Why should Valve have to pay for consumers not doing their research before making a purchase? Its really easy to actually avoid games you know you won't enjoy nowadays, so all a return policy allows is essentially a way to play games for free, especially with quite a few indy titles that can be finished in a few hours.
Well for one there is so my crap on steam right now that you have to do a lot of research. But yeah, returns and digital products don't always go along the greatest. Perhaps steam should make demos mandatory so consumers can get a taste of a game before buying it to find out if it's decent? The only problem is that then the less respectable devs will make really good demos to get the sale and then the rest of their game is crap. Steam could approve demos to make sure that they are representative of the rest of the game... but then of course they could just approve games that are on steam based on quality and get rid of lot of the crap the publishers are dumping onto steam. I fear Steam is very much going downhill.
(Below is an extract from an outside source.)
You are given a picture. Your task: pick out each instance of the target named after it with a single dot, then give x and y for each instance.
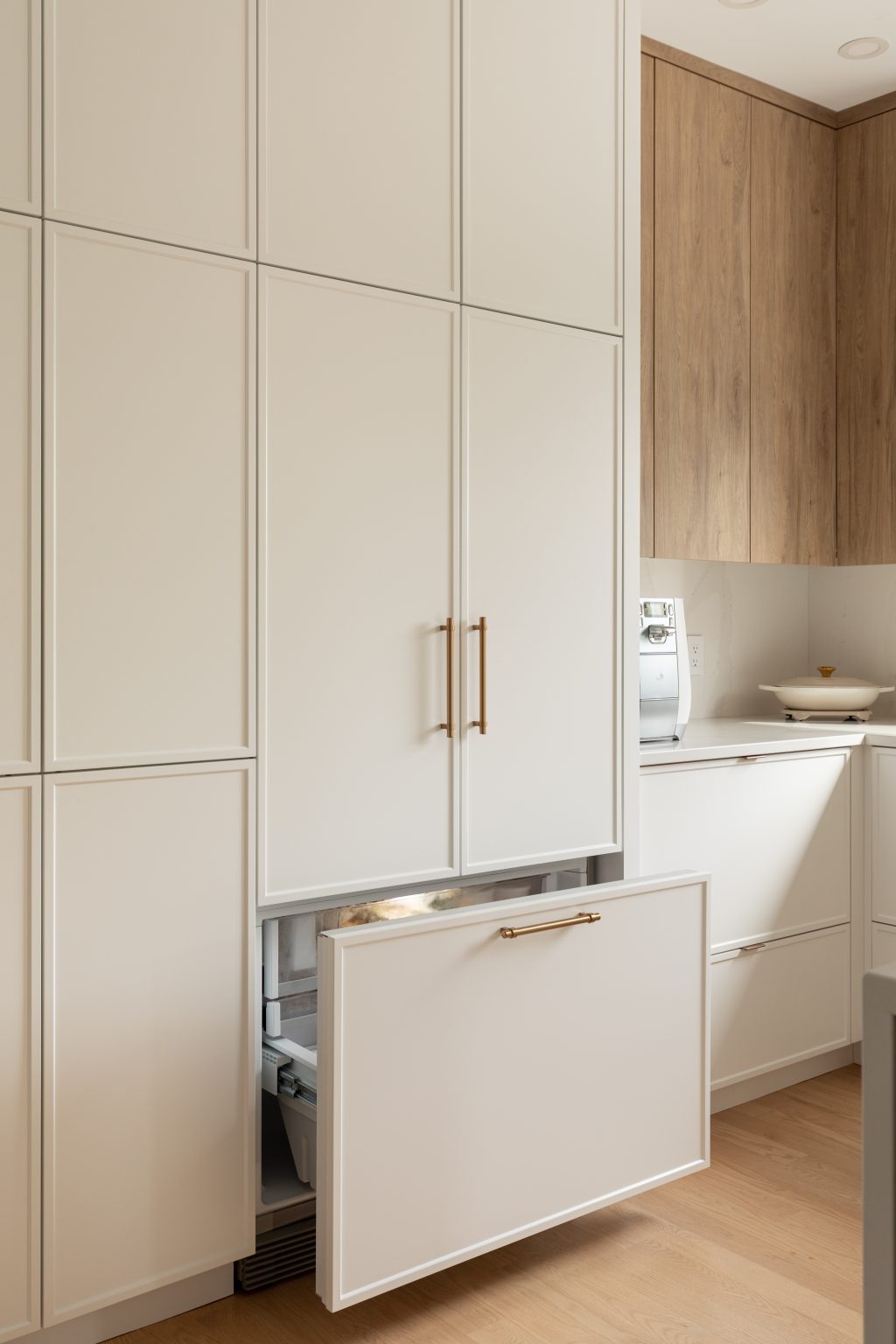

Same can be said for every other industry. Why would you want a return policy on a car when you can watch reviews and stats on how often it breaks down? Why do we give the gaming industry a free pass to stuff other industries have to deal with? Sometimes a game just plain wont work on your hardware and you cant truly know well a game will play unless you play it yourself.
I think it's fair, I'll sign it. The Android app store offers returns, and so does GamersGate, why not Steam too? There's nothing wrong with returns being allowed within 12 or 24 hours, or something like that.
Well this won't happen and I will tell you why. In this country buy law you don't own the game. You are buying a licence to access the content. It is set up this way with disks to. But law also says you have a right to resale you physical property. With digital content publishers can make an argument with this in legal teams more so than with physical disks.
I think we need to have an argument about that first before we tackle this. The only reason Origin is doing it because they are despite and if they some how started picking up sales on steams levels that crap would go bye bye. Right now they have nothing to loose.
There is some good. Because publishers are more insured in making a profit on steam. Steam can get away with things like family sharing. And I'm sure Steam hates the idea of DRM too. But they still have publishers to deal with.
And like games unless the product is broken there is no need to return/refund. In which case you make your point and you get the return/refund, it works like this on steam now. I don't see the problem here.